Quand le jeune ange dieu leur fut présenté, Habygâ avait alors quitté si rapidement la lourde chaise sur laquelle elle se trouvait assise que Gabryel dû en attraper le dossier à la volée pour éviter qu'elle ne se brise en tombant de la sorte. Alors que la blonde déesse, n'y tenant plus de l'attendre, se ruait littéralement sur son prétendant qu'elle embrassa fougueusement devant ses parents interloqués par tant d'impatience, mais ravis de contempler le joli tableau que faisaient voir de si belle façon les deux amoureux.

– Voyons ma fille, crois-tu qu'il soit bien raisonnable de se comporter ainsi ? La tempérait tout de même Athénéïse, d'une voix qui s'entendait pourtant troublée par l'émotion qu'elle ne savait cacher.

– Pardonnez-moi ma mère… Et aussi vous tous ici: je prie de m'excuser… Mais il se fait que je l'aime tant !
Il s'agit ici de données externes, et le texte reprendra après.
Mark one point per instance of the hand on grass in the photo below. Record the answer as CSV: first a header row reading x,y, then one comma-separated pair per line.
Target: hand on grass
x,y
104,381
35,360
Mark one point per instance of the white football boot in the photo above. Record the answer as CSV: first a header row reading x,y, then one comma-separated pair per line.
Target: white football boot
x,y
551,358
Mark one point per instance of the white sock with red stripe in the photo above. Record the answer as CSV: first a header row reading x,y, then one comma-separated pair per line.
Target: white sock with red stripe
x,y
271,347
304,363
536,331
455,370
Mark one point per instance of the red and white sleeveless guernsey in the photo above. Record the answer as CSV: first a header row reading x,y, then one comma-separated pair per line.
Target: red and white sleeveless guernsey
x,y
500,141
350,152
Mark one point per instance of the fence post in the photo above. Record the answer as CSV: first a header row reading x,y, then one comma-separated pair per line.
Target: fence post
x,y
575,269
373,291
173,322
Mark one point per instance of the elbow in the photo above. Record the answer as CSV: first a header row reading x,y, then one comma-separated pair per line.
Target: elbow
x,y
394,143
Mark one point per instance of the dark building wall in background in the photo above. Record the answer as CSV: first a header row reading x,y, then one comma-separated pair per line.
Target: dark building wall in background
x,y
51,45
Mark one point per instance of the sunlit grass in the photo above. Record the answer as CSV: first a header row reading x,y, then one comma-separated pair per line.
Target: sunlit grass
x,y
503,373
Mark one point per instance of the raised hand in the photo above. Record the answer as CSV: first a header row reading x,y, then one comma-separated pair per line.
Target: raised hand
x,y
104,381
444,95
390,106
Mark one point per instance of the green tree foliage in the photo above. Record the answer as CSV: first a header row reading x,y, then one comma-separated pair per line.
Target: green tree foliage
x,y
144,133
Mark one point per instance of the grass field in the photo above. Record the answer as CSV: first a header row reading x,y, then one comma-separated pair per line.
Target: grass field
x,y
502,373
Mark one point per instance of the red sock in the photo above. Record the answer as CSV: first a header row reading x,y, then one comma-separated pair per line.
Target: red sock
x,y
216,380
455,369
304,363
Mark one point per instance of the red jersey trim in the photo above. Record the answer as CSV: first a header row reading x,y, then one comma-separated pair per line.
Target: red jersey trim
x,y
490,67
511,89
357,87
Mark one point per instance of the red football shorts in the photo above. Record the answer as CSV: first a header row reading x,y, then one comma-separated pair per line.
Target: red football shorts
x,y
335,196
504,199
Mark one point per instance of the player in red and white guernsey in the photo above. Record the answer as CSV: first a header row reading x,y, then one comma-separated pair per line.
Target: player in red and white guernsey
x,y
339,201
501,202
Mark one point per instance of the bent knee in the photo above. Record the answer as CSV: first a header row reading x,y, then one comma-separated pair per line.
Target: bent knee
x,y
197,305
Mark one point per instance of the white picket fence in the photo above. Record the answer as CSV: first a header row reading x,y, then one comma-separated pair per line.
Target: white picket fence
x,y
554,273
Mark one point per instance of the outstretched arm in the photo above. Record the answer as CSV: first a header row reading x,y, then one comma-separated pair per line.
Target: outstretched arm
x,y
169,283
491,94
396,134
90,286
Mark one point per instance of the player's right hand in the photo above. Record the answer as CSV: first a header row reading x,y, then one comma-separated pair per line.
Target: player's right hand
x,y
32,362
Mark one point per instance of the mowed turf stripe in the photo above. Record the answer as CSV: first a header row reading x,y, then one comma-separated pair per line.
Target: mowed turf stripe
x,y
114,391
– Décidément, cette maison voit beaucoup de ce qui fait la force d'amour, n'est-il pas ma Mie? Disait cette fois Gabryel, qui tout en remettant la chaise en place, glissait un regard complice à l'intention de son épouse, lui confiant à voix haute, afin que tous l'entendent dans la bonne humeur et la raison:

– Il me semble que le protocole, s'il reste important chez les dieux comme aussi chez les humains, reste néanmoins susceptible d'assouplissement, car même s'il peut être nécessaire pour marque de respect civique, il convient de tempérer cela dans sa maison si l'on souhaite la rendre d'allure plus conviviale, et ce, notamment, en de telles circonstances si agréables.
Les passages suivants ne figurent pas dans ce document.